Сплясать для Самуэлы

Язык: Русский
Год издания: 2024
Добавлена:
Настройки чтения
Размер шрифта
Высота строк
Поля
На страницу:
3 из 4

Так что́, Сущий, побеседуем? Дай глянуть на Тебя, не помру, не бойся, мне что, я рада Твоим указаниям, а уж Ты прими, что во мне бормочется. Глядеть не обязательно зрачками, можно всей наличной поверхностью кожной, подкожной, она вбирает, как сетчатка глаза. Сетчатка вбирает, чтобы поиметь пред-ставление, а кожа и что под кожей – чтобы внять Тебе, поиметь понимание.

Вот я перед Тобой, дунь – и двинусь Твоим течением, потеку Твоими токами. Не потону, помня себя, помня: я и Ты, мы собеседуем. Теку и плыву вдоль берегов собеседований.

Перетекаю. Говори со мной.

В Испании

В Испании строго отрабатываю обязательства, взятые по своему хотению. В переменках и отдышках кричу:

– Э-эй, Самуэла! Ты тут? Доживи! Ты должна, ты обещала! Я – ррработаю!

Она сказала: «Вы меня поразили». Выпустила стрелу. И я помчалась. В Гишпании-Испании стало ясно – для того и учусь, чтобы ей сплясать.

Тогда Бах зазвучит и в пирамидах. Она услышит: вот он, отзвук телесный, вещественный, отзыв на «Кобру и коршуна», на её «Тиару». Она догадается, поймёт. Стрела, пущенная ею, просвистит, и она услышит свист-ответ, надо, чтоб услышала. Для того и наткнулась я на книжку-тетрадочку. Открылась дверца, живая. Успеть вбежать.


Звоню. Ответ сразу, никаких уяснений, кто звонит, никакой шелушни-чепухистики, чисто, как договорились:

– Да-да, в марте. Перед Пуримом.

– Вы не поменяли адрес? Телефон при вас?

Она ждёт! Фантастика!

– Ваш телефон не поменяют? Оставят этот номер или…

– …телефон… да, будет…


Так вот для чего всё, оказывается! Разогнаться в Испании, встретить Самуэлу и читать ей Осипа в письменах Flamenco:

«На стёкла вечности уже легломоё дыхание, моё тепло».

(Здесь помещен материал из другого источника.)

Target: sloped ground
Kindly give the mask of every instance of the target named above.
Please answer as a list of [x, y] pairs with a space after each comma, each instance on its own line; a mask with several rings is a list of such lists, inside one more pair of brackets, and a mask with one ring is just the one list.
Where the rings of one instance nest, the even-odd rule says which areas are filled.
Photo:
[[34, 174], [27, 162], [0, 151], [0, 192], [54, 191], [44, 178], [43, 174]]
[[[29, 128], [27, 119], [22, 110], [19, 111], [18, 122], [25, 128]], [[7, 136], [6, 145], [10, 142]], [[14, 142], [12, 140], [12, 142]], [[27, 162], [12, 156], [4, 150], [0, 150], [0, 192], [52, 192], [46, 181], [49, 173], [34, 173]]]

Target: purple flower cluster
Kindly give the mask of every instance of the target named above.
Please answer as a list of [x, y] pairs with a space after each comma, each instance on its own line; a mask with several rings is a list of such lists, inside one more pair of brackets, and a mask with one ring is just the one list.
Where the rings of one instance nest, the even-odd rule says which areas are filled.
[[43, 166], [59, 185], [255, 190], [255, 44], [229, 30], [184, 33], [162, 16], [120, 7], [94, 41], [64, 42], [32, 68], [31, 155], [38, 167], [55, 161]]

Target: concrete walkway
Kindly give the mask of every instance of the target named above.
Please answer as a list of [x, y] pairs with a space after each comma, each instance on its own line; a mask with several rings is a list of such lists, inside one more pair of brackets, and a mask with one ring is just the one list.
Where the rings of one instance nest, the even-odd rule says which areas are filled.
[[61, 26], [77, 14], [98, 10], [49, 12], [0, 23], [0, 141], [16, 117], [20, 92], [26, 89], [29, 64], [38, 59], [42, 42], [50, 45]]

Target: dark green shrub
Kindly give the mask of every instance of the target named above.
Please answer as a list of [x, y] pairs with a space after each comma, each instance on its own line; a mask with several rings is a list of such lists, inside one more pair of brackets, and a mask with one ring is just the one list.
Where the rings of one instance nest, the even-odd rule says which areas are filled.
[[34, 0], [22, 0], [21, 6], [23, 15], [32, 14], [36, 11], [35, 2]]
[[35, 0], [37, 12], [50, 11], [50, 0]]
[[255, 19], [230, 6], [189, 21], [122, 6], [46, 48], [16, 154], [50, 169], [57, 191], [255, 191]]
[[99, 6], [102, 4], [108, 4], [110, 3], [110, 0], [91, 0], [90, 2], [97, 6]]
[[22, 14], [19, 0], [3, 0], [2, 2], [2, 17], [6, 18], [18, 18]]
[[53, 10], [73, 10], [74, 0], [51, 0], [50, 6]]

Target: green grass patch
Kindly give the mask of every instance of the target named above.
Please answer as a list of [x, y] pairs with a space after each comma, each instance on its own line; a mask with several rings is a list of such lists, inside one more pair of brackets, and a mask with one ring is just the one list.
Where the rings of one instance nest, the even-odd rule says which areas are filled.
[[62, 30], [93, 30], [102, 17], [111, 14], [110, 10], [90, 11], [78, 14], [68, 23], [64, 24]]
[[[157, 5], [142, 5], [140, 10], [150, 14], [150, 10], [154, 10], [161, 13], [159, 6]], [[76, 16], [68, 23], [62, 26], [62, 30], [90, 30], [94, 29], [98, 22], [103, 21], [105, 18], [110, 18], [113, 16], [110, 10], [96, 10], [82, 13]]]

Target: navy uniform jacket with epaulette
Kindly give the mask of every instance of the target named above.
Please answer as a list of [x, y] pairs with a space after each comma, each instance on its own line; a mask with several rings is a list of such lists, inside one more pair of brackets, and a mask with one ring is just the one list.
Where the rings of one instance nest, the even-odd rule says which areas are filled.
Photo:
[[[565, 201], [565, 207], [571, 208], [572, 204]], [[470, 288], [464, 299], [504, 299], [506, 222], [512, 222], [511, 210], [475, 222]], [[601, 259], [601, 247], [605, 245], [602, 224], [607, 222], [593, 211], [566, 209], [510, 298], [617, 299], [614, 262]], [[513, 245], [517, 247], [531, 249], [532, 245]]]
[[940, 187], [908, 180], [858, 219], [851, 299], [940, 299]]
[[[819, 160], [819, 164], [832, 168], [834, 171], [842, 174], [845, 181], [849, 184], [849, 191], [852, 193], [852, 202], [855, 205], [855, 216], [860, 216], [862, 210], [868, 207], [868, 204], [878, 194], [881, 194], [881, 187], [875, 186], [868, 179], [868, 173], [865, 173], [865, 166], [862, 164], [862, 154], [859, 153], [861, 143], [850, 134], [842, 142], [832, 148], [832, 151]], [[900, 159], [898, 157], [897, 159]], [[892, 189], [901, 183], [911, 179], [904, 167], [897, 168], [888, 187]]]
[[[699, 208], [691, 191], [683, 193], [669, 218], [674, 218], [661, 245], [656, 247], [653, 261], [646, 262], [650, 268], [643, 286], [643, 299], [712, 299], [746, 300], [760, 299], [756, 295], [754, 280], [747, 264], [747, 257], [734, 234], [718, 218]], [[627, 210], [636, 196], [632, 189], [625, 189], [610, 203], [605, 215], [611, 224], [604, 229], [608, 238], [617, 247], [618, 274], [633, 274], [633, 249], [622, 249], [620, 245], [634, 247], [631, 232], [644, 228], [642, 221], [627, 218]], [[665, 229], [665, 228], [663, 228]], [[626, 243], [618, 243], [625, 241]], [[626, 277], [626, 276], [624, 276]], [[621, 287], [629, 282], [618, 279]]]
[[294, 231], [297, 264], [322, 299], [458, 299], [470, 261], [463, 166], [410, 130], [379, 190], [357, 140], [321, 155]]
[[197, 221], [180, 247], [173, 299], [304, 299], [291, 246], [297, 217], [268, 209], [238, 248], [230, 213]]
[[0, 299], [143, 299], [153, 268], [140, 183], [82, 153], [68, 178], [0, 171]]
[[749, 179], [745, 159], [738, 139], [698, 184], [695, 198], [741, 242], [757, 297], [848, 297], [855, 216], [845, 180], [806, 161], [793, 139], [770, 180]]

А наше дыхание и тепло при нас. Мы встретились. И восьмистишия, и «дуговая растяжка звучит в задыханьях моих». Парус растянут в дугу, и нужный ветер задул. Да, она-то знает, как после задыханий-задыханий приходит «выпрямительный вздох», она-то изведала смены дыханья времён, надышанных по сезонам, – Петербург, Ленинград, Санкт-Петербург, Питер…

Наберу в Гишпании разгон и после спляшу ей во дворе или в каком-нибудь уголке тамошнего заведения. Подержим «сезоны» наших времён в руках на весу, как возницы держат вожжи! Станет покалывать кожу, как в тай-чи, когда ощущаешь и себя, и снаружи всё как твоё, нет названия, но пронизывает, его ток внутри.

Да, встретимся, чтобы всё рассказать, пока мы в одном времени, разве это не чудо? Вместе понимать и помалкивать, ведь довески объяснений только утяжеляют, а мы… просто парус, растянутый ветром, и я спляшу, всё ей спляшу.

Возьму кусочек из Четвёртой Малера, когда то самое клейзмерово, не зная, как ступить, пробует каждую дольку продвижения, и начинает вытягивать себя, не отпускает, и почти больно. Но подступает выпрямительное, вдох, вдох высвобождения… Надо узнать, какой там тейп. В богоугодно-благотворительных заведениях должны быть тейпы.


•••

На какой-то звонок, и следующий, и судорожные последующие – телефон пуст. Вымер. Не отключен, не «линия занята», а – «абонент недоступен».

Она недоступна. К ней нет доступа. Как это? Куда ступить? Немота и глухота посреди Испании, ступня зависла в пустотном обрыве. А как же налаженные ритмы обучения, сроки съёма жилья и обратных рейсов? В Испании меня уже понимают, возникают общения… Всё рухнуло. Страх лупцует, нет, лупит наотмашь и всё размашистей.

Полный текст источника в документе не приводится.